Two charities in AlertBoot’s neck of the woods (or, rather, desert) have been victimized when burglars literally broke into their premises and stole computer equipment. At least of one the organizations, the American Heart Association, used “a sophisticated password system” — let’s hope that’s just another way of saying “used laptop encryption software” like AlertBoot.
American Heart Association and Olive Crest
Two non-profits that had offices at an industrial park on South Jones Boulevard were broken into on September 25: the American Heart Association and Olive Crest. The former, of course does not require an introduction. The latter is a child advocacy organization that has branches across the southwestern US.
According to a fox5vegas.com story, the burglars made their way into the offices by breaking glass windows, and video footage shows plenty of glass being swept up. Two laptops were stolen from the AHA. Olive Crest’s damages were not specified, although “things were missing.”

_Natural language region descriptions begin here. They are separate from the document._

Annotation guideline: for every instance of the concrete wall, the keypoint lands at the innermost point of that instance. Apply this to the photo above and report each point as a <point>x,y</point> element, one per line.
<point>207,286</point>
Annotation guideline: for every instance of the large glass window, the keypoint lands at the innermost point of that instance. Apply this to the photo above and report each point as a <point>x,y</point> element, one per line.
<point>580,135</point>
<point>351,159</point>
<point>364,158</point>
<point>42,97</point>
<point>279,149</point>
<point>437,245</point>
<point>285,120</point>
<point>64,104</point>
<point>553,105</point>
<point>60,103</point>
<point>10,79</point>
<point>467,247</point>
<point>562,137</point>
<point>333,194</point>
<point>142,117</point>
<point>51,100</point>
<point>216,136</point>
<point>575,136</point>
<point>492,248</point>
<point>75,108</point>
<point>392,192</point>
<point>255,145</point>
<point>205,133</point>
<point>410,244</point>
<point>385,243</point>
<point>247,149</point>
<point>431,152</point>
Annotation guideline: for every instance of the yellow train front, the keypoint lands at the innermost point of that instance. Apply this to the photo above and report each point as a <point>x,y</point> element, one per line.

The computers from AHA contained donor information; however, a person with the health organization noted that:
Fortunately, we have a very sophisticated password system on our computer. As far as our donor information or private information on those computers, it will be very difficult or impossible to access.
As I noted at the beginning of this post, I hope that the sophisticated password system that’s being referred to is encryption software — which generally uses a password, at least, to identify whether authorized person are accessing the data — as opposed to password-protection, which is not really regarded as data security.
Las Vegas, Nevada: One of the Strictest Data Breach Laws in the US
As far as I can tell, the AHA is not a HIPAA covered-entity, so they don’t have report this to the Department of Health and Human Services. However, the state of Nevada has one of the strictest digital data breach notification laws in the country, as I mention here on the passing of Nevada’s NRS 603a and on this rant on whether non-profits need to report data breaches per Nevada law (long story short: they do).
There is a loophole of sorts, though: the law provides safe harbor from going public with the breach if strong data encryption is used to protect the data.